The Download of the Week is Demonizing Our Sisters Through Epistemic Oppression by Yvette Butler. Here is the abstract:
Commercial sexual exchange (prostitution) is an area fraught with tensions that have plagued the feminist movement since before the infamous “sex wars” of the 1980s. This Article weaves the contributions of multiple critical theories with first-hand accounts of people with sex trade experiences (“STE”) to bring to life “epistemic oppression.” Epistemic oppression is a concept born in feminist philosophy that theorizes how sources of knowledge and the insights flowing from that source are privileged or subjugated consistent with societal marginalization of a particular group. Epistemic oppression has never been articulated in the law, with regard to commercial sexual exchange.
When people with STE stray from the narrative enforced by Prostitution Abolitionist Radical Feminists (“PARFs”) that they are all victims of sexual exploitation, they are silenced, particularly by their exclusion from policy making. Their exclusion is often accompanied by claims that they are a part of the “pimp lobby” or are too traumatized to know what they want out of policy making. Failure to meaningfully engage with voices of people with STE is an “epistemic oppression.” The consequences of this injustice are perpetuated through court cases that further an incomplete narrative and only credit a PARF theoretical perspective on prostitution. It is also perpetuated in the legislative process through the adoption of laws that are based off the (faulty) perspective that there is only one experience in the sex trade: the monolithic sex trafficking victim perspective. Additionally, that single perspective pushes a requirement that carceral solutions must be part of STE policy.
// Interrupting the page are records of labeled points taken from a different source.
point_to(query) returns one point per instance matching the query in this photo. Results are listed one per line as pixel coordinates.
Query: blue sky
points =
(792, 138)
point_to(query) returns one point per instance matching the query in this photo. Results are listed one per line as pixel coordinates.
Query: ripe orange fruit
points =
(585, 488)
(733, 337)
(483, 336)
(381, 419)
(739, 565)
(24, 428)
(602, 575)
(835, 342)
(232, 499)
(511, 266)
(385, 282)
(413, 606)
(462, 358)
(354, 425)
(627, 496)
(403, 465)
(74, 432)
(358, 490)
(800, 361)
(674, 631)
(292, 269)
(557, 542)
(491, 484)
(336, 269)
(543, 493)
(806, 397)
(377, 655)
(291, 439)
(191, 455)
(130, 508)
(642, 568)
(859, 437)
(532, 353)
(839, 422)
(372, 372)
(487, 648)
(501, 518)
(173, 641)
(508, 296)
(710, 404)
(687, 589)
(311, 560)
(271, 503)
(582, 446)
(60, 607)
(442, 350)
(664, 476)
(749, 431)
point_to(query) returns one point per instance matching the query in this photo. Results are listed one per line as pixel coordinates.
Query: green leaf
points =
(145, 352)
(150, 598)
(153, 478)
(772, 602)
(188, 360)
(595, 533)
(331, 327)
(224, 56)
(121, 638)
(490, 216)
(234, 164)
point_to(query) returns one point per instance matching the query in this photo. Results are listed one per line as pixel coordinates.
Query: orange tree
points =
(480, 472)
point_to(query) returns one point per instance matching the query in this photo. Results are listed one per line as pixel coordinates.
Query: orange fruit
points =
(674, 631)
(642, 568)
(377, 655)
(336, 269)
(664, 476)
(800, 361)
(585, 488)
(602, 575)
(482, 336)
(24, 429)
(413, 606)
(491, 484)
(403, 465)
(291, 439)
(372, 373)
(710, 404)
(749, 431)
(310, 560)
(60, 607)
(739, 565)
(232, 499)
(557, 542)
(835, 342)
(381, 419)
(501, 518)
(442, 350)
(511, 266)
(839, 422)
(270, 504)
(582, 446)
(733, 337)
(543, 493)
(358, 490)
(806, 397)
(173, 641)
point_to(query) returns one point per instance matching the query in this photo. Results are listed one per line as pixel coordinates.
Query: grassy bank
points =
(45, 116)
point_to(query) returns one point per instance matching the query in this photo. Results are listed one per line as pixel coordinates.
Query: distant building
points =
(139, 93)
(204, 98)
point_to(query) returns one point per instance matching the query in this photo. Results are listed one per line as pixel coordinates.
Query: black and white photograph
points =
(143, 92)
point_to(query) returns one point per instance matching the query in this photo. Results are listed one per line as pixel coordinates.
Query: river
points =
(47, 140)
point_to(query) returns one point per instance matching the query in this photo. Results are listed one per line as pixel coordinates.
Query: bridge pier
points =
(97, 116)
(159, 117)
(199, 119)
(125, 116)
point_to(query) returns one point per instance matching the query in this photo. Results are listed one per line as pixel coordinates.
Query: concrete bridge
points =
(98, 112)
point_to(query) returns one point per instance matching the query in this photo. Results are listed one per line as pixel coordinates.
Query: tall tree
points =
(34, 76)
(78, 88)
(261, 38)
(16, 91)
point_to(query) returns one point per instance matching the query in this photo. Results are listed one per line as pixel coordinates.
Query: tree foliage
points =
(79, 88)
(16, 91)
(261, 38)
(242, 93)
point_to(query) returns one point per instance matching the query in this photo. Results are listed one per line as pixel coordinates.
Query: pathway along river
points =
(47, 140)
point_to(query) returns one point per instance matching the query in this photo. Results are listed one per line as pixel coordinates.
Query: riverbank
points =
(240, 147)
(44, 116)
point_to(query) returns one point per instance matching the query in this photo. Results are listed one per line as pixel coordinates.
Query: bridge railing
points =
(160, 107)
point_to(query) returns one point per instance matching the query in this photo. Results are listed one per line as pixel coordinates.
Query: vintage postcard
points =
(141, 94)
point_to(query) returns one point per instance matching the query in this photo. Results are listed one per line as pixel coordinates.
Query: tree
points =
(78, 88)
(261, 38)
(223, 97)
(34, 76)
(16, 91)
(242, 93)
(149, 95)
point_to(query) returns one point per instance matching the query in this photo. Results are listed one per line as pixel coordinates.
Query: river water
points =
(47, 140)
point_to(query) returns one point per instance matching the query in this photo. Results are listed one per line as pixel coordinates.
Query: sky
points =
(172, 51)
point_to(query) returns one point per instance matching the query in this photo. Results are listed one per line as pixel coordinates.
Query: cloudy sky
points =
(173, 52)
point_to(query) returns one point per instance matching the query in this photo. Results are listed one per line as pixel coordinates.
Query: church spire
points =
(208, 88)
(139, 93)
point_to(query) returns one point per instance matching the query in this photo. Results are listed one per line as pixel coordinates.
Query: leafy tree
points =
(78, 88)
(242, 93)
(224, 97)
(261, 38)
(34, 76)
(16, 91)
Today, the debates around prostitution criminalization in the United States have shifted from full decriminalization versus full criminalization to full decriminalization versus a partial decriminalization, otherwise referred to as the Nordic model, the purchase ban, or the end-demand model. This shift is meant to address concerns that criminalizing people who engage in prostitution only serves to increase their vulnerability and exploitability.
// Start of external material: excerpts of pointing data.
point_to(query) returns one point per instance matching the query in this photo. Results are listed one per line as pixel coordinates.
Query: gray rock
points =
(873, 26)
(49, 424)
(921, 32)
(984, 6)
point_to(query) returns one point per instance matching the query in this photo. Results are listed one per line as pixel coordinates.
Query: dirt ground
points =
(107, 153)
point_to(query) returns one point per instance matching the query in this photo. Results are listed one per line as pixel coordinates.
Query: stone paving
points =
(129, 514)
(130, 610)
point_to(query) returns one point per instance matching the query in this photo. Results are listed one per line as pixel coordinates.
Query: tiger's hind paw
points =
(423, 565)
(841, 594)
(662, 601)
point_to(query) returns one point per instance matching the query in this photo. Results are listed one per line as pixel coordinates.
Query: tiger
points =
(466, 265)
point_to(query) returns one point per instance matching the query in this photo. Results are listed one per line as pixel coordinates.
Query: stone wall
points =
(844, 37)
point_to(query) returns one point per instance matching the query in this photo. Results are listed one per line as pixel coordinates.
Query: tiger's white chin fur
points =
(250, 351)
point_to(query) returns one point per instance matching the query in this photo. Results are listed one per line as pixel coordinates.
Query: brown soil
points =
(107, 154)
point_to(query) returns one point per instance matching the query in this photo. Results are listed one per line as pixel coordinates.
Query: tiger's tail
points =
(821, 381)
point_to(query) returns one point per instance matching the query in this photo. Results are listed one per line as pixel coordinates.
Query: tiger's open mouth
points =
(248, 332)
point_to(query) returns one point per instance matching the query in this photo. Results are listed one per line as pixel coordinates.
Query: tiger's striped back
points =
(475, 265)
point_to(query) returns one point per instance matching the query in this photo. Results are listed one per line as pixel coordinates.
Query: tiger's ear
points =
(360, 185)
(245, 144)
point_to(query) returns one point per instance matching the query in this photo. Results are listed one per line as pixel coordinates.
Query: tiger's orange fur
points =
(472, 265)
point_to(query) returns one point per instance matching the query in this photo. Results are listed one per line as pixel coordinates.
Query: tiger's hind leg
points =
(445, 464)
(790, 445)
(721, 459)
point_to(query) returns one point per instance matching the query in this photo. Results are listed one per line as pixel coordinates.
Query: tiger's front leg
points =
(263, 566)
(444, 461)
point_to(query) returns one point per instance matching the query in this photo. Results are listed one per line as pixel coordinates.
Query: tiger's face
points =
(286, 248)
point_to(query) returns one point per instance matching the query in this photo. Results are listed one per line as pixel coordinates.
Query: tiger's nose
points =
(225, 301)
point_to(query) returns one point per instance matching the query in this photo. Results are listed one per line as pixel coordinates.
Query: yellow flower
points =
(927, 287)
This Article argues that in adopting any model, including the end demand model, without meaningful input by people with STE who support full decriminalization of prostitution, prostitution abolition feminists commit an "epistemic oppression” which should be viewed as incompatible with the goals of feminism. This Article builds upon key insights from the domestic and sexual violence movements and feminist philosophy in order to advance a conceptualization of this silencing as an epistemic oppression.
Very interesting and highly recommended. This is one of several recent papers that utilizes the tools developed in the epistemic injustice literature to analyze legal problems.